The package is distributed using PyPI, and built/published using UV. It is intended to be installed via conda, which does a good job of managing GDAL as a dependency.

In the future we'll build a conda recipe that manages this better, but currently installing via conda + pip has been effective. Examples of installation can be found in the environments yaml files.

Environments

The environments directory contains the base environment and any other environments that are needed.

Publishing Base Environment

Setting up the config.mk

See the example config.mk. This is expected to export two paths at the moment, VOLUME_MOUNTS and ENV_FILES. The rest is just to construct these variables.

Publishing the base environment to PyPI

This requires a UV_PUBLISH_TOKEN in .env.publish 3. Build the base environment:

# Build and run the container
make publisher-build
make publisher-run

# Publish to PyPI
make publish

This publishes the spatialoperations package to PyPI.
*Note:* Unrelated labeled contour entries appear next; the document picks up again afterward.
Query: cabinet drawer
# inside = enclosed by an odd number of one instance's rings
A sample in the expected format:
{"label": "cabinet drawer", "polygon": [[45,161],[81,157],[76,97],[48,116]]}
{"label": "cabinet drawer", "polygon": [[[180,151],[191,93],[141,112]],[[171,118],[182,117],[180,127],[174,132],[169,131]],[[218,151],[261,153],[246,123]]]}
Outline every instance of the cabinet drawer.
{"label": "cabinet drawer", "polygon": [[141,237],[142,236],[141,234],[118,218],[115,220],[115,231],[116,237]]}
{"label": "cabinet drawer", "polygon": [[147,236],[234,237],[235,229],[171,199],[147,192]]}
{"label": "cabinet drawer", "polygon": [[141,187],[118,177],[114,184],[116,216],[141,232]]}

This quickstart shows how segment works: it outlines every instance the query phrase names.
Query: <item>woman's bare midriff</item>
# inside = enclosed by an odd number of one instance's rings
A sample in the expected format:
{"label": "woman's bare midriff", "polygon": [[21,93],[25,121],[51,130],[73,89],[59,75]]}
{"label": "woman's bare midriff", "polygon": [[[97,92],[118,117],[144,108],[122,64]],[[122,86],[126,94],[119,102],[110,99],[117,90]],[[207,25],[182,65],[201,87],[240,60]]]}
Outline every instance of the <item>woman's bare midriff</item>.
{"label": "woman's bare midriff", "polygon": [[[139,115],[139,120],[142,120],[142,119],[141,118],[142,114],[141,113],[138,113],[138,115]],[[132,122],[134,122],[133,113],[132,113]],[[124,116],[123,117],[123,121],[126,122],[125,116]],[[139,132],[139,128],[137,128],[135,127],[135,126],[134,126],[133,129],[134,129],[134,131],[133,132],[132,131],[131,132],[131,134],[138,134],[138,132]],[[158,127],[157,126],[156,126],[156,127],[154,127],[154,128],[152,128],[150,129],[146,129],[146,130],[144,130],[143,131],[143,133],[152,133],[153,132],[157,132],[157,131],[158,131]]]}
Building the analysis environment

  1. Update any conda dependencies in environments/environment.yml. This a good place for installing GDAL since conda manages it's binary dependencies.
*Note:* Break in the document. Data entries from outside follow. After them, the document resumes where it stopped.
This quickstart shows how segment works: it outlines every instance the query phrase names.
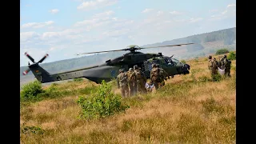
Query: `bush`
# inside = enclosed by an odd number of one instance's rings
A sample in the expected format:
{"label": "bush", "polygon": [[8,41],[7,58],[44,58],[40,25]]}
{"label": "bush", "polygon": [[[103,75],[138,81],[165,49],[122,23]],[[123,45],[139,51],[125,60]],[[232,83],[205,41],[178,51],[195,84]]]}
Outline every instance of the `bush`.
{"label": "bush", "polygon": [[77,102],[82,108],[80,117],[98,118],[124,111],[129,106],[122,104],[120,95],[111,92],[111,85],[102,81],[94,94],[89,97],[79,96]]}
{"label": "bush", "polygon": [[236,54],[234,51],[230,51],[229,55],[227,56],[227,58],[229,60],[235,60],[236,59]]}
{"label": "bush", "polygon": [[216,55],[223,54],[229,53],[229,50],[227,49],[220,49],[216,51]]}
{"label": "bush", "polygon": [[181,62],[186,64],[186,61],[184,59],[181,60]]}
{"label": "bush", "polygon": [[42,83],[34,81],[25,85],[21,92],[21,98],[23,100],[36,99],[38,94],[43,93]]}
  2. Update any pip dependencies in pyproject.toml.

  3. Build the analysis environment:

make analysis-build
make analysis-run

Run the Jupyter Environment locally

make jupyter-run

Deploying a pod to Nautilus

This package is designed to run on cloud-infrastructure. It has been specifically designed to run on Nautilus, part of the National Data Platform, but it should be able to be run on other Kubernetes deployments and S3-compliant infrastructure given the right credentials.

Prerequisites

  1. Install helm (On MacOSX):
brew install helm

See https://helm.sh/docs/intro/install/ for other systems.

  1. Configure AWS credentials: Create a file named .env.s3 with your Nautilus Cept S3 credentials. See .env.s3.example, as their may be other variables needed.

Deployment

Create a deployment with a pod, ingress, and persistent volume unique to you:

make jupyter-push
make jupyter-deploy

Release resources when you're done:

make jupyter-teardown

Formatting

You can use ruff to format your code before committing. The easiest way is to make sure that uv is installed and run make format. If you want to make sure that files are formatted as you save them make sure to install the relevant ruff extension (https://marketplace.cursorapi.com/items?itemName=charliermarsh.ruff for VSCode/Cursor).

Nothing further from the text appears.